FieldRequiredTypeDescription
modelYesstringzero-indic
fileone ofbinaryAudio or video file upload.
urlone ofstringPublic audio/video URL.
language_codeNostringISO code or name. Default: auto.
use_vad_chunkingNoboolSplit at speech pauses. Default: true.
chunk_sizeNointFixed chunk seconds (VAD off). Default: 30.
output_scriptNostringTransliterate output script. Default: auto.
word_timestampsNoboolPer-word timestamps + alignment score.
enable_diarizationNoboolSpeaker diarization.
enable_speaker_identificationNoboolMap speakers to registered names.
projectNostringSpeaker library namespace + analytics tag.
enable_emotion_diarizationNoboolPer-segment emotion detection.
enable_intent_detectionNoboolIntent classification (Gemini).
intent_choicesNoJSON arrConstrain intent to specific labels.
enable_summarizationNoboolTranscript summarization (Gemini).
summary_max_lengthNointMax summary word count.

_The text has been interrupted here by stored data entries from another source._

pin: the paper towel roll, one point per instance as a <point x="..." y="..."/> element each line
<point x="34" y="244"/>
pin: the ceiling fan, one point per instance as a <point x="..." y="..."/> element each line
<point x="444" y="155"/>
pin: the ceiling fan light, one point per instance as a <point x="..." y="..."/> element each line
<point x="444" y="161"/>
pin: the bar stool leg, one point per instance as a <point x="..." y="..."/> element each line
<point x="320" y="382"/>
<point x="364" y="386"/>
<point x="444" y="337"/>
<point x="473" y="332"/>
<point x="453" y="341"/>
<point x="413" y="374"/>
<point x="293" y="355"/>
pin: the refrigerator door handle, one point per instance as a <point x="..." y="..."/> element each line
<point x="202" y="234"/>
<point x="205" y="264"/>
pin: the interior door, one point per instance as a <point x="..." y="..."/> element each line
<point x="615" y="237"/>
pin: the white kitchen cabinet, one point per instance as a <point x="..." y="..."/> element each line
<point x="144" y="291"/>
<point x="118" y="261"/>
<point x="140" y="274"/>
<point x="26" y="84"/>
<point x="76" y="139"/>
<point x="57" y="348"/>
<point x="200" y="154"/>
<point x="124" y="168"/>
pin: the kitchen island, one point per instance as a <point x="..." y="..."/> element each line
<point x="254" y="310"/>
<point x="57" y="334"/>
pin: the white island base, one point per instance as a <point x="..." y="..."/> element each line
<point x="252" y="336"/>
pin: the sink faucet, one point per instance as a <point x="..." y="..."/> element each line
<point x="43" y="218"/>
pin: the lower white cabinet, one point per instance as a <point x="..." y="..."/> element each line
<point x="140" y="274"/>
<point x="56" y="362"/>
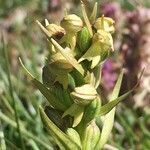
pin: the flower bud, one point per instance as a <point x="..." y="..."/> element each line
<point x="84" y="39"/>
<point x="60" y="62"/>
<point x="55" y="30"/>
<point x="72" y="23"/>
<point x="84" y="95"/>
<point x="105" y="23"/>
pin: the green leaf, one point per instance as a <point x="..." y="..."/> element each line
<point x="109" y="118"/>
<point x="93" y="14"/>
<point x="86" y="19"/>
<point x="75" y="111"/>
<point x="62" y="139"/>
<point x="45" y="91"/>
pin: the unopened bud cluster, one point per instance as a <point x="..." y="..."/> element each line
<point x="77" y="49"/>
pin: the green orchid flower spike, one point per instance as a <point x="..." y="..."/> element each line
<point x="71" y="76"/>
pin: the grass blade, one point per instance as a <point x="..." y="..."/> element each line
<point x="109" y="118"/>
<point x="11" y="92"/>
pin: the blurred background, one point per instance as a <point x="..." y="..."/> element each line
<point x="21" y="37"/>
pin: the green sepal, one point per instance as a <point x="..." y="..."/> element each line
<point x="75" y="111"/>
<point x="68" y="56"/>
<point x="63" y="140"/>
<point x="74" y="135"/>
<point x="52" y="73"/>
<point x="56" y="117"/>
<point x="91" y="111"/>
<point x="84" y="40"/>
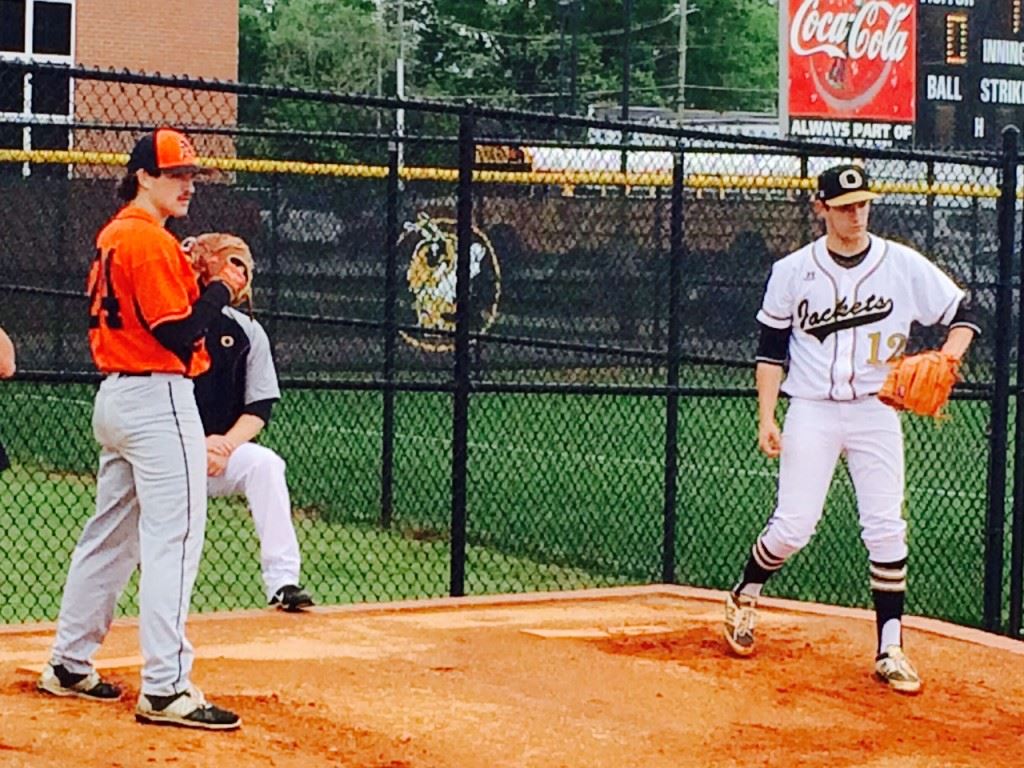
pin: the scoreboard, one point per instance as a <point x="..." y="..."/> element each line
<point x="931" y="74"/>
<point x="970" y="72"/>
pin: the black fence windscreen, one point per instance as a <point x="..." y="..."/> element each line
<point x="578" y="411"/>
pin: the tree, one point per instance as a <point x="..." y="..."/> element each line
<point x="733" y="61"/>
<point x="517" y="52"/>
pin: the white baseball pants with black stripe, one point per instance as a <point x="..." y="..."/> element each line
<point x="258" y="473"/>
<point x="151" y="513"/>
<point x="814" y="435"/>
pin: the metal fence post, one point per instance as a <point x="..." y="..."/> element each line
<point x="1017" y="541"/>
<point x="930" y="210"/>
<point x="274" y="248"/>
<point x="460" y="420"/>
<point x="996" y="492"/>
<point x="390" y="311"/>
<point x="676" y="250"/>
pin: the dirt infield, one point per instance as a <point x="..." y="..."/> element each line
<point x="607" y="678"/>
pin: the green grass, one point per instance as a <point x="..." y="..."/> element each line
<point x="563" y="492"/>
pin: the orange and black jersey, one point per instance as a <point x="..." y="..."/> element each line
<point x="139" y="280"/>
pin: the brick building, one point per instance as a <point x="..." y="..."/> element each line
<point x="47" y="111"/>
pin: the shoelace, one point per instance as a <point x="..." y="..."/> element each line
<point x="745" y="621"/>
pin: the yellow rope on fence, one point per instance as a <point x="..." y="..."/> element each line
<point x="568" y="178"/>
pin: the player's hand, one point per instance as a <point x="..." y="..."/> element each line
<point x="219" y="444"/>
<point x="215" y="464"/>
<point x="235" y="278"/>
<point x="770" y="439"/>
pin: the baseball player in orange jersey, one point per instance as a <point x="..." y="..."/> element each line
<point x="146" y="322"/>
<point x="840" y="310"/>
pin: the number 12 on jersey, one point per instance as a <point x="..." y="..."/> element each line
<point x="101" y="298"/>
<point x="896" y="343"/>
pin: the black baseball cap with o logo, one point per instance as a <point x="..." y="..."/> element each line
<point x="165" y="150"/>
<point x="843" y="184"/>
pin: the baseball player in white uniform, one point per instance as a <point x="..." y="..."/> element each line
<point x="840" y="309"/>
<point x="236" y="398"/>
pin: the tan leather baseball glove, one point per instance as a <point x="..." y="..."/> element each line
<point x="212" y="253"/>
<point x="922" y="383"/>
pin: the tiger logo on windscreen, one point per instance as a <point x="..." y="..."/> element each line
<point x="432" y="280"/>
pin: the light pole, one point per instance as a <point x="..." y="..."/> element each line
<point x="684" y="12"/>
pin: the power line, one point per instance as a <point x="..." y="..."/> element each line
<point x="598" y="92"/>
<point x="555" y="36"/>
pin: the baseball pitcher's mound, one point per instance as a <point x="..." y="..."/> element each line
<point x="615" y="678"/>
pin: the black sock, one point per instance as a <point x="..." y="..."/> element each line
<point x="760" y="565"/>
<point x="888" y="592"/>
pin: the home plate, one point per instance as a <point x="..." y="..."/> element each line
<point x="586" y="633"/>
<point x="100" y="664"/>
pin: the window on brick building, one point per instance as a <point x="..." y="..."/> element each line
<point x="36" y="109"/>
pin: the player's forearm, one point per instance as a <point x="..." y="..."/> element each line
<point x="769" y="380"/>
<point x="957" y="341"/>
<point x="6" y="355"/>
<point x="245" y="429"/>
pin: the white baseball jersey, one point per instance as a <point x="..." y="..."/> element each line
<point x="847" y="324"/>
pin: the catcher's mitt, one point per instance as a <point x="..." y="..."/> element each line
<point x="921" y="383"/>
<point x="210" y="252"/>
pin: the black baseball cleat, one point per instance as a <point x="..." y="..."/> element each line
<point x="292" y="598"/>
<point x="185" y="710"/>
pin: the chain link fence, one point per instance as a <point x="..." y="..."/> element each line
<point x="576" y="410"/>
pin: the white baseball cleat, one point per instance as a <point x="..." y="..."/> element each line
<point x="186" y="710"/>
<point x="740" y="617"/>
<point x="895" y="670"/>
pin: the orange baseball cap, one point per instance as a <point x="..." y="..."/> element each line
<point x="164" y="150"/>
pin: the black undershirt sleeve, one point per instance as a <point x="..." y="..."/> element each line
<point x="180" y="336"/>
<point x="773" y="346"/>
<point x="966" y="316"/>
<point x="260" y="409"/>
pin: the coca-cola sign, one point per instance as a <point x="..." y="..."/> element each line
<point x="852" y="59"/>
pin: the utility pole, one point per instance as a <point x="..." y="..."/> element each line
<point x="574" y="54"/>
<point x="562" y="9"/>
<point x="627" y="55"/>
<point x="399" y="72"/>
<point x="681" y="99"/>
<point x="627" y="60"/>
<point x="381" y="25"/>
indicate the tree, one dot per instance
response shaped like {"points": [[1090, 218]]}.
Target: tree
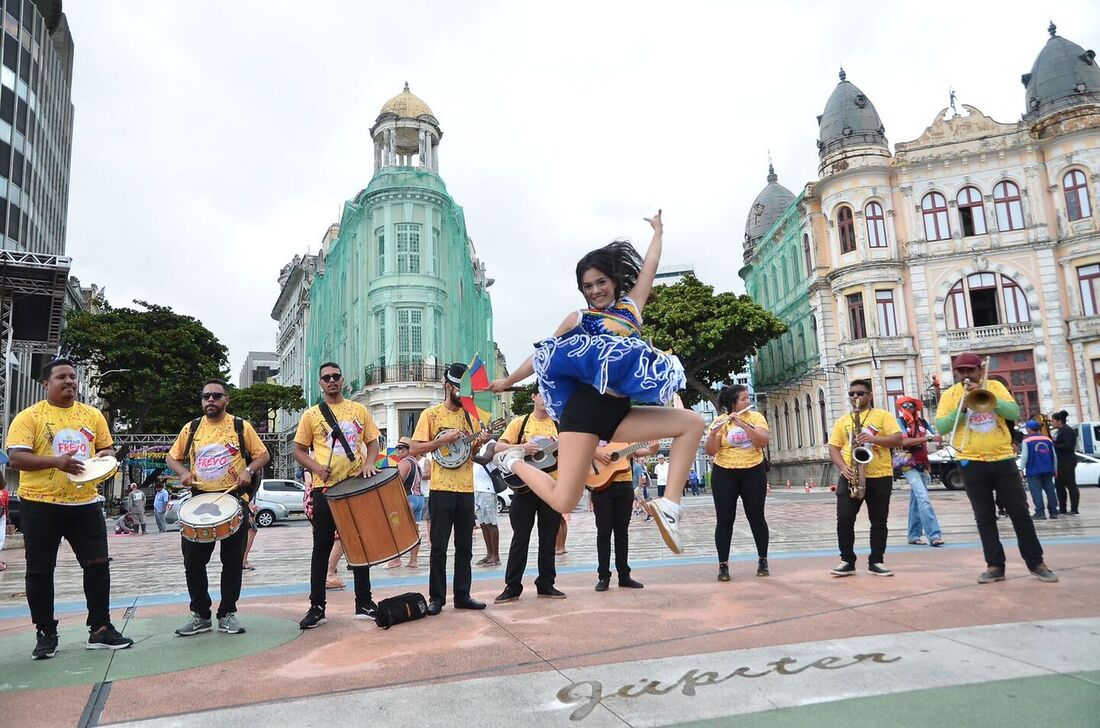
{"points": [[256, 403], [166, 357], [712, 333]]}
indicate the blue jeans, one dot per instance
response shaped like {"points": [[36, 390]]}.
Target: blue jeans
{"points": [[1042, 483], [921, 515]]}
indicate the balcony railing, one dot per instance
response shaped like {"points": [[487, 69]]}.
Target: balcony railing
{"points": [[413, 372]]}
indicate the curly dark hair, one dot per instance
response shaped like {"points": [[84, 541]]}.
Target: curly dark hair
{"points": [[618, 261]]}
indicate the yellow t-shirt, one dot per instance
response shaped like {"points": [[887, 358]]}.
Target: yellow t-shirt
{"points": [[882, 463], [982, 436], [47, 430], [735, 448], [432, 421], [356, 425], [216, 459]]}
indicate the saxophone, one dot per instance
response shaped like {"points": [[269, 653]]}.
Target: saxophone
{"points": [[860, 456]]}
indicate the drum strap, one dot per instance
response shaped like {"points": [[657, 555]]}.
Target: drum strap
{"points": [[331, 419]]}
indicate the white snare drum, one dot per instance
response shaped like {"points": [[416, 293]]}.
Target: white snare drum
{"points": [[96, 470], [210, 517]]}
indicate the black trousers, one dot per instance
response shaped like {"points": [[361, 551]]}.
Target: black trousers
{"points": [[982, 481], [750, 485], [44, 525], [196, 558], [325, 536], [613, 507], [878, 510], [1065, 483], [451, 511], [521, 514]]}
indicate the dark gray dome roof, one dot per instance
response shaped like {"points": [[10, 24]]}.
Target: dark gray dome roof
{"points": [[1064, 75], [767, 208], [849, 120]]}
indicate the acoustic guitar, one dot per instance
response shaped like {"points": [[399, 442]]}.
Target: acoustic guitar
{"points": [[603, 475]]}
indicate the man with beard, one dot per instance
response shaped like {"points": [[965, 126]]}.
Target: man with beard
{"points": [[452, 493], [48, 441], [218, 448]]}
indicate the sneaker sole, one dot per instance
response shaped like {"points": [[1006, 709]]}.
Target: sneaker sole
{"points": [[663, 529]]}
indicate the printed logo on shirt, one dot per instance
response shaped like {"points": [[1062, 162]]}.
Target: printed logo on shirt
{"points": [[212, 462], [981, 421], [73, 442]]}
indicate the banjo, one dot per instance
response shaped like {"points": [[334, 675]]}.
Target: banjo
{"points": [[457, 453]]}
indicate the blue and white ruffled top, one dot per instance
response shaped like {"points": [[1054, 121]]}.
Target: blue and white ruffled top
{"points": [[606, 352]]}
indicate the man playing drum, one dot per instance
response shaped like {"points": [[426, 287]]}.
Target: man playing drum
{"points": [[452, 493], [216, 453], [46, 442], [330, 464]]}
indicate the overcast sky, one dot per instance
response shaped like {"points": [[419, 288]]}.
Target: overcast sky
{"points": [[215, 140]]}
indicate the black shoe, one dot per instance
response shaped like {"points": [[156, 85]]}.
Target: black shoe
{"points": [[46, 646], [314, 618], [108, 639], [469, 603]]}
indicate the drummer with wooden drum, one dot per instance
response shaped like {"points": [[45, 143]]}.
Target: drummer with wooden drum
{"points": [[48, 442], [344, 442], [218, 447]]}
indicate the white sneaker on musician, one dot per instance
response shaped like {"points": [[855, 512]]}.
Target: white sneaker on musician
{"points": [[506, 459], [667, 516]]}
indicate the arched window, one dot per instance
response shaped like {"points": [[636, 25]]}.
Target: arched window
{"points": [[846, 228], [971, 212], [1077, 195], [823, 415], [934, 208], [1010, 214], [876, 225], [986, 299], [798, 420]]}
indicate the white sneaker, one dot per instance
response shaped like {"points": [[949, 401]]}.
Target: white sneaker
{"points": [[667, 516], [505, 459]]}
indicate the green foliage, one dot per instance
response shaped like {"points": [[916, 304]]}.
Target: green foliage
{"points": [[168, 356], [712, 333], [259, 403]]}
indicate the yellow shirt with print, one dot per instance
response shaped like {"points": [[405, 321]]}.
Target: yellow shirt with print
{"points": [[736, 450], [216, 459], [435, 420], [535, 428], [46, 431], [356, 425], [882, 463], [982, 436]]}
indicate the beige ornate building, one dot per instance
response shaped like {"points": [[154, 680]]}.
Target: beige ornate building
{"points": [[978, 235]]}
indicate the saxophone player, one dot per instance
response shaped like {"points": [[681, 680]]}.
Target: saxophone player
{"points": [[876, 433]]}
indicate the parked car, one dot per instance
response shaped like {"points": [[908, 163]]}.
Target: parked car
{"points": [[268, 513], [290, 494]]}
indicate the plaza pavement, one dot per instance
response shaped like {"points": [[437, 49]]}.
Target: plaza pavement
{"points": [[928, 646]]}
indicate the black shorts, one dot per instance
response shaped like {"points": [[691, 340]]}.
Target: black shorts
{"points": [[590, 411]]}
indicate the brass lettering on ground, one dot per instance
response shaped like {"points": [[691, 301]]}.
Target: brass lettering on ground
{"points": [[587, 694]]}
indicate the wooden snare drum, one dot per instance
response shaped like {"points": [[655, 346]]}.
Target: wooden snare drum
{"points": [[373, 518], [210, 517]]}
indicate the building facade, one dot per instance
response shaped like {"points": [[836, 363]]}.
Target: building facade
{"points": [[978, 235], [400, 293]]}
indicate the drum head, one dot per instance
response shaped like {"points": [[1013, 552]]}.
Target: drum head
{"points": [[209, 508], [355, 485], [96, 469]]}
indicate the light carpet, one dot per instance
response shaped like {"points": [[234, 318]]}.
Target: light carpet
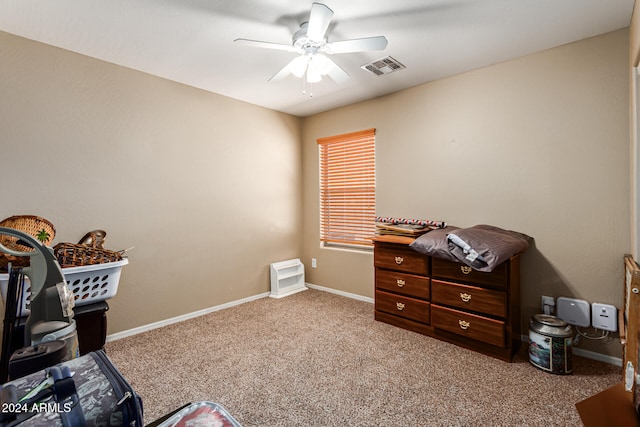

Default: 150.
enable_sentiment_analysisNoboolSentiment analysis (Gemini).
output_languageNostringTranslate to this language (Gemini).
enable_keyterm_normalizationNoboolKeyterm normalisation (Gemini).
keyterm_keywordsNoJSON arrTerms to focus normalisation on.
enable_profanity_hashingNoboolMask profanity with **** (Gemini).
hash_keywordsNoJSON arrMask specific words with **** (regex).

Error responses

StatusMeaningDescription
401authentication_errorMissing or invalid API key.
403permission_deniedInsufficient permissions.
422transcription_errorInvalid audio or config parameters.
429rate_limit_exceededToo many requests. Back off and retry.
5xxserver_errorTransient server error. Safe to retry.